On the agenda at the Jan. 21 Elbridge Town Board meeting was a presentation by Dan Carson, vice president of exploration for New York Shale Gas, the company seeking to lease mineral rights on property in Elbridge in the hopes of striking gas trapped thousands of feet underground.
Jesse Vap, a petroleum landman contracted by NYSG, said he has been in the Elbridge area for about five months, meeting with landowners and leasing property from them for the project. So far, Carson estimated between 10 and 20 landowners have leased their land and mineral rights to the company for drilling.
Though the company is not required to present their intentions to the town board, Carson said NYSG is hoping to lease some of the town’s land, two parcels of about 30 acres each.
“If the town leases us mineral rights, they get 12.5 percent of any gas that comes out of the ground, plus a leasing bonus,” the same as any other property owner who leases to the company, Carson said. “That’s a huge incentive for them.”

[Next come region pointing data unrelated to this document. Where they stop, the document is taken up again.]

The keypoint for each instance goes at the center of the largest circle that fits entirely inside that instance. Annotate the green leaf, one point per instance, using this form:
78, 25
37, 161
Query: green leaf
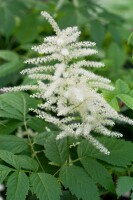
13, 143
12, 65
58, 152
128, 100
79, 183
28, 29
110, 97
41, 138
7, 127
124, 185
121, 87
117, 56
97, 32
9, 158
45, 186
36, 124
99, 173
115, 33
40, 125
17, 186
8, 18
16, 105
27, 162
132, 196
4, 171
119, 149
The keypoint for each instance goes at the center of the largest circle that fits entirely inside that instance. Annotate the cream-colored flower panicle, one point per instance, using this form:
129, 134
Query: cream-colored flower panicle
69, 89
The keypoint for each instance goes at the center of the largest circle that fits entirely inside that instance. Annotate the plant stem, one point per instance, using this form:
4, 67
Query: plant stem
68, 151
32, 147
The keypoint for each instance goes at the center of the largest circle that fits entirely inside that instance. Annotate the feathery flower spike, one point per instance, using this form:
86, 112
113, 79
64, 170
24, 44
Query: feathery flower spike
71, 90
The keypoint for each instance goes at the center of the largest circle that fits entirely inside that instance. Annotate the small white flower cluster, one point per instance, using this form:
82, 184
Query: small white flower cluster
2, 188
69, 89
21, 133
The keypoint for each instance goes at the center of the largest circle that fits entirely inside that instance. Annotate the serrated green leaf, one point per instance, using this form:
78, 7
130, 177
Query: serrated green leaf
16, 105
121, 151
79, 183
128, 100
98, 173
132, 196
124, 184
97, 31
8, 18
27, 162
40, 125
25, 34
12, 64
7, 127
58, 152
9, 158
117, 56
110, 97
4, 171
13, 143
121, 87
45, 186
17, 186
41, 138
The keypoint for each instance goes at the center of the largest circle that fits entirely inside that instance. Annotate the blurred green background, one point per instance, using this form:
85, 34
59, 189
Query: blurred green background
107, 22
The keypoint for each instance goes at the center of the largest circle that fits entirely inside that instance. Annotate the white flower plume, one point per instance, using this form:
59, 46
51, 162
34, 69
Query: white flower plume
68, 89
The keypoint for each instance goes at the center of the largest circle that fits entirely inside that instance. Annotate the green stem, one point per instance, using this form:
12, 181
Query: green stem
68, 151
32, 147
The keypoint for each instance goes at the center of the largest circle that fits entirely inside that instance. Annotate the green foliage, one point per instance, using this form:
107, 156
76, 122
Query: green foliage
13, 143
79, 183
87, 174
58, 152
119, 149
45, 186
15, 183
4, 171
98, 173
124, 185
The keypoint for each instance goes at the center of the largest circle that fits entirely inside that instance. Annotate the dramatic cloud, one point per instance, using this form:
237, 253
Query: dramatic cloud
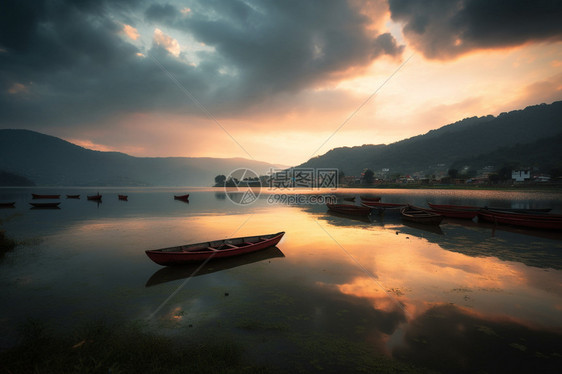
88, 62
445, 29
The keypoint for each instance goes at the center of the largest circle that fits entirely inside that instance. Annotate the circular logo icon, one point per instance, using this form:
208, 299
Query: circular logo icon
242, 186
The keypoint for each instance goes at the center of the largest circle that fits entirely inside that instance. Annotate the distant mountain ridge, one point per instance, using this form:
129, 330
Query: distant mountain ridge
48, 160
465, 140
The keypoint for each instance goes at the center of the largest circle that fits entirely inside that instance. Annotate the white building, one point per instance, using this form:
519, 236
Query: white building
520, 175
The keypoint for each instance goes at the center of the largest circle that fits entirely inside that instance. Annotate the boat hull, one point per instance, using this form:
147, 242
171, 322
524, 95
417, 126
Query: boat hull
421, 216
378, 205
45, 205
36, 196
215, 249
533, 221
348, 209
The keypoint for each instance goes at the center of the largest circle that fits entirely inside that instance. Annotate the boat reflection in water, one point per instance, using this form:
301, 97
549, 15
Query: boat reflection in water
169, 274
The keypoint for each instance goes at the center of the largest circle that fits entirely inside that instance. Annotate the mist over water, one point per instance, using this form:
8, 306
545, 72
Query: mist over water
444, 298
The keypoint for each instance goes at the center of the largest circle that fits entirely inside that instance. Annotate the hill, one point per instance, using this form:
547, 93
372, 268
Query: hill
449, 145
48, 160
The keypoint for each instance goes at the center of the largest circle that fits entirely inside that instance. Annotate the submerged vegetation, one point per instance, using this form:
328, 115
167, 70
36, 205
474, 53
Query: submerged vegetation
101, 348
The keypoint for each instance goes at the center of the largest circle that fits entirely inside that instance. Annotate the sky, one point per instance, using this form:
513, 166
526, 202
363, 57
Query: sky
275, 81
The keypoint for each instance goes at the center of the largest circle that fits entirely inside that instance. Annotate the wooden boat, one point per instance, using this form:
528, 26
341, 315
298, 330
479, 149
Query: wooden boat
172, 273
45, 205
535, 221
36, 196
370, 198
419, 215
446, 211
348, 209
477, 208
378, 205
185, 254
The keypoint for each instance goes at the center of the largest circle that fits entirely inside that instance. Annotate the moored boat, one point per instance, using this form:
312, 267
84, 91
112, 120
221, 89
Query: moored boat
535, 221
198, 252
172, 273
379, 205
370, 198
96, 197
419, 215
45, 205
447, 211
477, 208
354, 210
37, 196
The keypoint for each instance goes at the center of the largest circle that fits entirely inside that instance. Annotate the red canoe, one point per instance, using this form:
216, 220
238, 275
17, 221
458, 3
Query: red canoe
45, 205
375, 204
189, 253
419, 215
354, 210
476, 208
370, 198
36, 196
453, 211
534, 221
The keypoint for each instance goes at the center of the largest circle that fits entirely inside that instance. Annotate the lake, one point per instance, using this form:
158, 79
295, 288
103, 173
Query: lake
334, 291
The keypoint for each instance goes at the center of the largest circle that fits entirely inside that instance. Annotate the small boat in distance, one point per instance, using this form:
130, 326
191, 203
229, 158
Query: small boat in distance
45, 205
418, 215
198, 252
453, 212
477, 208
94, 197
378, 205
348, 209
370, 198
36, 196
527, 220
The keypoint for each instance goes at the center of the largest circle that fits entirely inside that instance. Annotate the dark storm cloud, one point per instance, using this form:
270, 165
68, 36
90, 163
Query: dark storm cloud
64, 62
444, 29
286, 45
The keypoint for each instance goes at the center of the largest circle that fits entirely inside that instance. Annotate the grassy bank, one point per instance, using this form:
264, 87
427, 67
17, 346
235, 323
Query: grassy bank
101, 348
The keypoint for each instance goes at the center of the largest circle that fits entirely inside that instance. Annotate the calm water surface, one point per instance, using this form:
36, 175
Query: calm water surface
449, 299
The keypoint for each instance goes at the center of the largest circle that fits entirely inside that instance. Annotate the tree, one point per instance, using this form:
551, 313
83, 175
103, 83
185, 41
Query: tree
368, 176
219, 180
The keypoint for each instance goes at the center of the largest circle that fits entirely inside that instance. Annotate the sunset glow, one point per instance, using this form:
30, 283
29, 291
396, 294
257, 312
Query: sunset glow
255, 81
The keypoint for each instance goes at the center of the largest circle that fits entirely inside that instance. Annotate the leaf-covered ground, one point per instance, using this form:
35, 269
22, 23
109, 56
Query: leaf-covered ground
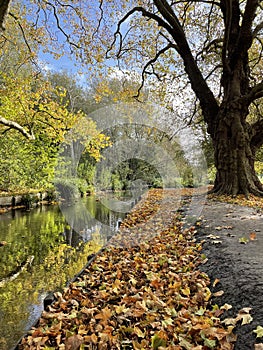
250, 201
143, 291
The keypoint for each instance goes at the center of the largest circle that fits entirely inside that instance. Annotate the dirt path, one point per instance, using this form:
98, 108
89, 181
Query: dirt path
234, 247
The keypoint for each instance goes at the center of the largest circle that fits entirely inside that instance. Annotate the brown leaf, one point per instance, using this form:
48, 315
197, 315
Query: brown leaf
73, 342
252, 236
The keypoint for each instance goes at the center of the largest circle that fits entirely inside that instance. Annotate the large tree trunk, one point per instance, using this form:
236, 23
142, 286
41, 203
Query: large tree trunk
234, 158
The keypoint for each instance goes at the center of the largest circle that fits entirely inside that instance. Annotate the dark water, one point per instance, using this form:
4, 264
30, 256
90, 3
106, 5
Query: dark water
44, 249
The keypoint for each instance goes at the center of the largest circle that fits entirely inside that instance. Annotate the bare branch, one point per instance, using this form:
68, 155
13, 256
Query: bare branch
258, 28
144, 13
67, 36
16, 126
4, 9
246, 36
151, 62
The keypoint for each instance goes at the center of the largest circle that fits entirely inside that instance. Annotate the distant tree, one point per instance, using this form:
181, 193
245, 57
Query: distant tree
215, 46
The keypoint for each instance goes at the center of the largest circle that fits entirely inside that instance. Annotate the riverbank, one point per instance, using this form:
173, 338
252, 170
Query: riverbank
144, 291
13, 200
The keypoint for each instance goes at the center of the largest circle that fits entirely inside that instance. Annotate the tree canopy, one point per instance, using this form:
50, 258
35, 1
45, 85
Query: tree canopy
208, 53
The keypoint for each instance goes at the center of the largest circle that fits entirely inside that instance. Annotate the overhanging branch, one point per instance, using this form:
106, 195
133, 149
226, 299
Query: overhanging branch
16, 126
4, 7
151, 62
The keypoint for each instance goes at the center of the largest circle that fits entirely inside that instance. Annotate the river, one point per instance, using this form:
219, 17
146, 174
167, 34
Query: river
41, 251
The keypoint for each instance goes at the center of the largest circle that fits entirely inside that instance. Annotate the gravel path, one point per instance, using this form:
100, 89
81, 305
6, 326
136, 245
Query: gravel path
234, 247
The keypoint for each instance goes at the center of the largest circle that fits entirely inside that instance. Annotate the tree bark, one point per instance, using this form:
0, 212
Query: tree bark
4, 7
234, 154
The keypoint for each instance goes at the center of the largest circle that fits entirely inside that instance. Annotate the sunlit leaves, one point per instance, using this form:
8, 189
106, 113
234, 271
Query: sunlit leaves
147, 295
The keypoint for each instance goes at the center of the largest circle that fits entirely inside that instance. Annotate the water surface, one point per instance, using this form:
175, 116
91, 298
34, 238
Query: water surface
45, 248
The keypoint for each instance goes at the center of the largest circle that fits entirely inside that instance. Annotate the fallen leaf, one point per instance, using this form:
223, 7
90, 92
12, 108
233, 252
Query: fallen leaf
258, 331
252, 236
243, 240
216, 281
219, 293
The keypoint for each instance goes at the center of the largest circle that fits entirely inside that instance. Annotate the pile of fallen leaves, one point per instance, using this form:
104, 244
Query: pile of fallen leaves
148, 294
250, 201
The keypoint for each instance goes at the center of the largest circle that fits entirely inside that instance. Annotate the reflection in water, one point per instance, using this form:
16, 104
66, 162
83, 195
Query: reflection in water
44, 249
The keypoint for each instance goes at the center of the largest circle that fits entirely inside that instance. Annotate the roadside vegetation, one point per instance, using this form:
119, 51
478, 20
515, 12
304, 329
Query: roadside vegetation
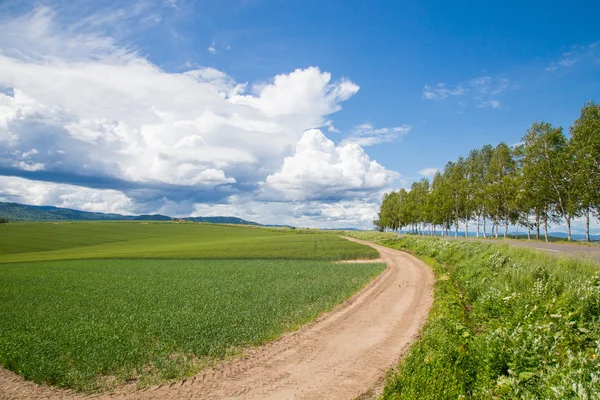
506, 323
547, 178
92, 306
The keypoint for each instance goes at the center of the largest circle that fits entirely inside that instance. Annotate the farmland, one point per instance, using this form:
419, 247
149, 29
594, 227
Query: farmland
85, 240
91, 306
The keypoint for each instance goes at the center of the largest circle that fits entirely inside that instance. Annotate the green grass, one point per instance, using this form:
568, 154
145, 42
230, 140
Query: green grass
92, 324
92, 305
506, 323
82, 240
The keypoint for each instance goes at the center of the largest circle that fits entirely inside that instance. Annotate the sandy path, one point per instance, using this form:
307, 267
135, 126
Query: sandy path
341, 355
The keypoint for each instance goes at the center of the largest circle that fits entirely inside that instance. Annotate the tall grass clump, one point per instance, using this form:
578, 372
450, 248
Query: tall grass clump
506, 323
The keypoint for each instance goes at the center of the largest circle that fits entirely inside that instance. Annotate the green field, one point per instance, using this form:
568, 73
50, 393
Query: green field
84, 319
81, 240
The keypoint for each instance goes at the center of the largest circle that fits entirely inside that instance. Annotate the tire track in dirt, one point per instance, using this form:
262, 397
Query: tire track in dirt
341, 355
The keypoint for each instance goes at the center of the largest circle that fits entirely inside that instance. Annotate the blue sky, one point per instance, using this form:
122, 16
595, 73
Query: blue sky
107, 106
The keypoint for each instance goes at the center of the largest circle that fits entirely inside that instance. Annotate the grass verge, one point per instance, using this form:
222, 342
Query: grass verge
506, 323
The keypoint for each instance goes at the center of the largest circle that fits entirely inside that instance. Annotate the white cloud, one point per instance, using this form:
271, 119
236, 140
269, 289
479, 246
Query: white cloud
19, 190
357, 213
577, 54
80, 105
331, 127
367, 135
91, 107
429, 171
441, 92
490, 103
320, 170
480, 89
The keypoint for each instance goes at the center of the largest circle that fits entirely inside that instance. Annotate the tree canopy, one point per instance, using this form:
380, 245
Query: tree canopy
548, 177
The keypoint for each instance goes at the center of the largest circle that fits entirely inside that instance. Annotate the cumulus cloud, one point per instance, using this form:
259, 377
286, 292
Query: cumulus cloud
367, 135
93, 108
88, 122
320, 170
19, 190
358, 213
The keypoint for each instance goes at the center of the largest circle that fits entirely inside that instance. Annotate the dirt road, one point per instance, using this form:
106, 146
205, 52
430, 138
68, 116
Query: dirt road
339, 356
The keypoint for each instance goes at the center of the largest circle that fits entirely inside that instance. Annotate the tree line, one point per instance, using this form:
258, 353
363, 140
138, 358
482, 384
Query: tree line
548, 177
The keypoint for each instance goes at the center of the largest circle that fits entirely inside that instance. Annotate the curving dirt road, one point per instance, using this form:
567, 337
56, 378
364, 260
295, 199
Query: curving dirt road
341, 355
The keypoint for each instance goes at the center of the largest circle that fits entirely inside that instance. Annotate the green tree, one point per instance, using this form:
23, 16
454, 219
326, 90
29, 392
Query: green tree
585, 145
548, 153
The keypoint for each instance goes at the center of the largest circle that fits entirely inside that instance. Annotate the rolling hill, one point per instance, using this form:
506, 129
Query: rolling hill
24, 212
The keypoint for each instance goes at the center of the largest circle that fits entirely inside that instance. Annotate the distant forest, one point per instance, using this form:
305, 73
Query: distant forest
548, 177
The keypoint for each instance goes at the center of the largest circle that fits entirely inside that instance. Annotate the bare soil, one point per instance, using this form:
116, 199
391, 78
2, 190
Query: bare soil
344, 354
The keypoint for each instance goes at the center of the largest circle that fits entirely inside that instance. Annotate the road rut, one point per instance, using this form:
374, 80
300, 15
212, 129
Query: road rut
341, 355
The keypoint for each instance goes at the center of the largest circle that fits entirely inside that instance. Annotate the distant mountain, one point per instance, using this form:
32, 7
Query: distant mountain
24, 212
221, 220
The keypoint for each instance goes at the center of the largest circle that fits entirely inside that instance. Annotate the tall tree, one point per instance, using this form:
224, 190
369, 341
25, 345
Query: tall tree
546, 148
585, 145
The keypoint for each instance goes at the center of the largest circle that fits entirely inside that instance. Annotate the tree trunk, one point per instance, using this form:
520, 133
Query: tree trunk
484, 232
587, 224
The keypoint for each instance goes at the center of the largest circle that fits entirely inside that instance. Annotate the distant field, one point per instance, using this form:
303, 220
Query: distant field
79, 240
89, 321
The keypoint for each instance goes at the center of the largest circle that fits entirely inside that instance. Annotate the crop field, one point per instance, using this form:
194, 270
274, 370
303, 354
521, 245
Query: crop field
91, 306
81, 240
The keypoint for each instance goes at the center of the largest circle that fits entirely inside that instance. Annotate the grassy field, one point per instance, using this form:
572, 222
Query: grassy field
81, 240
90, 322
506, 323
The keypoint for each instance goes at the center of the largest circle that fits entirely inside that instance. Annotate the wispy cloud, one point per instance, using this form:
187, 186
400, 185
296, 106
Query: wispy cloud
367, 135
577, 54
481, 90
491, 103
441, 91
212, 48
428, 171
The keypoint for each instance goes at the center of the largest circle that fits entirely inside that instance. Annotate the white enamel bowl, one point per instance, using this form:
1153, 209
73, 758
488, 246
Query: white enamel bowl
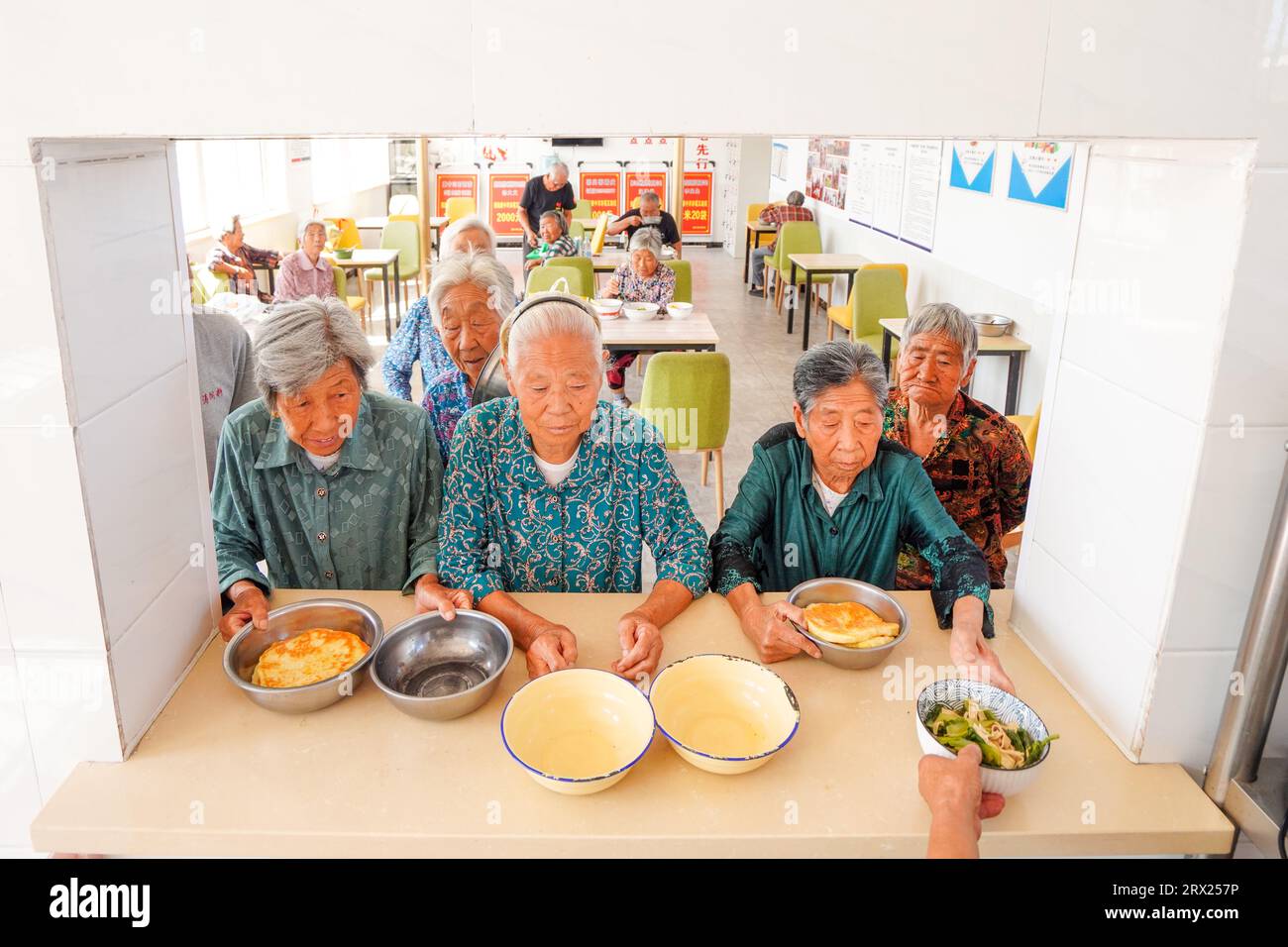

But Elbridge Town Supervisor Ken Bush, along with many members of the town board, viewed the proposition another way.
After the presentation, the board expressed concerns that leasing town property to the private company would legitimize the action to town residents who might be on the fence about leasing their own land.
“I just didn’t get a sense the board was very enthusiastic about it, we really don’t want to get involved at this point in having any leases on our property,” Bush told The Advocate Friday. “It would be my feeling that we would not enter into an agreement with them.”
At the Feb. 4 board meeting, Bush and the board echoed their lack of enthusiasm toward the idea.
Bush asked the board for their input, but there was little discussion.
I need to give NYSG an answer soon, Bush told the board; the issue was tabled.
Why Elbridge?
The last time there was widespread drilling for gas in Central New York was the 1930s, Carson said. Since then, major technological advances have been made, and the time is ripe to apply those new technologies to the untapped reserves in CNY.
In and around Elbridge and extending through parts of Cayuga, Madison, Oneida, Onondaga and Wayne counties lies a bed of Utica Shale more than 2,000 feet underground.
Trapped in that shale could be a profitable amount of natural gas, Carson said, especially given the practices of horizontal drilling and hydraulic fracturing, methods that have not been employed in the area before.
“We’re willing to spend the money and lease the land and find out,” he said. “We’re gambling… we’re taking a chance because I happen to believe we can make it successful.”
To do so, NYSG must lease mineral rights – the rights to resources like natural gas found on property where the company drills – from property owners in the area. Carson said ideally the company would be able to gain mineral rights to a block of at least 10 to 20,000 acres – any less than that and the project would not be profitable.
Then wells would be drilled to test for gas, and if gas is abundant, the well is attached to a pipeline and gas is harvested.
“Then we get paid, the land owners get paid, and the municipality gets paid through taxes,” Carson said. NYSG is offering a $25 per acre leasing bonus, and 12.5 percent of the profit on gas that is collected to property owners who sign a 10-year lease with the company.
Doug Blumer, who owns land in several townships including Elbridge, questioned Carson during the meeting about whether landowners who lease to NYSG would be at a disadvantage if the company abandoned the project.
In the past, Blumer said he had leased land in the town of Cato to a different gas company, which went bankrupt before the lease was up. When another company approached Blumer to lease the same plot of land, he was unable to get out of the first agreement, even though the first company no longer existed, he said.
Carson said New York State had recently changed the law to protect landowners in that situation.
Other factors
One of the other risks of drilling in New York has less to do with the amount of gas produced then with legislation.
Of the two new methods NYSG hopes to employ in the Elbridge area, the practice of hydraulic fracturing, is so new to the state that last year the DEC drafted a set of rules and regulations to monitor the practice, Carson said.
“A lot of companies have left New York because of this,” Carson said, adding that the state’s general economy also drove some business out. “There is a lot of uncertainty about whether or not Governor Paterson will approve [the regulations].”
And without some form of state-approved regulations, NYSG and other companies will not be able to employ the large-scale hydraulic fracturing process Carson believes could pull a profit.
“It’s a risk, but I believe that given the economic situation and economic problems the state of New York has … I think Paterson is going to look at it and say, ‘that’s a source of revenue’,” Carson said.
The current limit for hydraulic fracturing allows a company to pump 80,000 gallons of water into a well to break apart the shale and access natural gas – Carson said he hopes to use one million or so gallons, if regulations permit.
Carson said the company hopes to begin drilling their first wells this summer.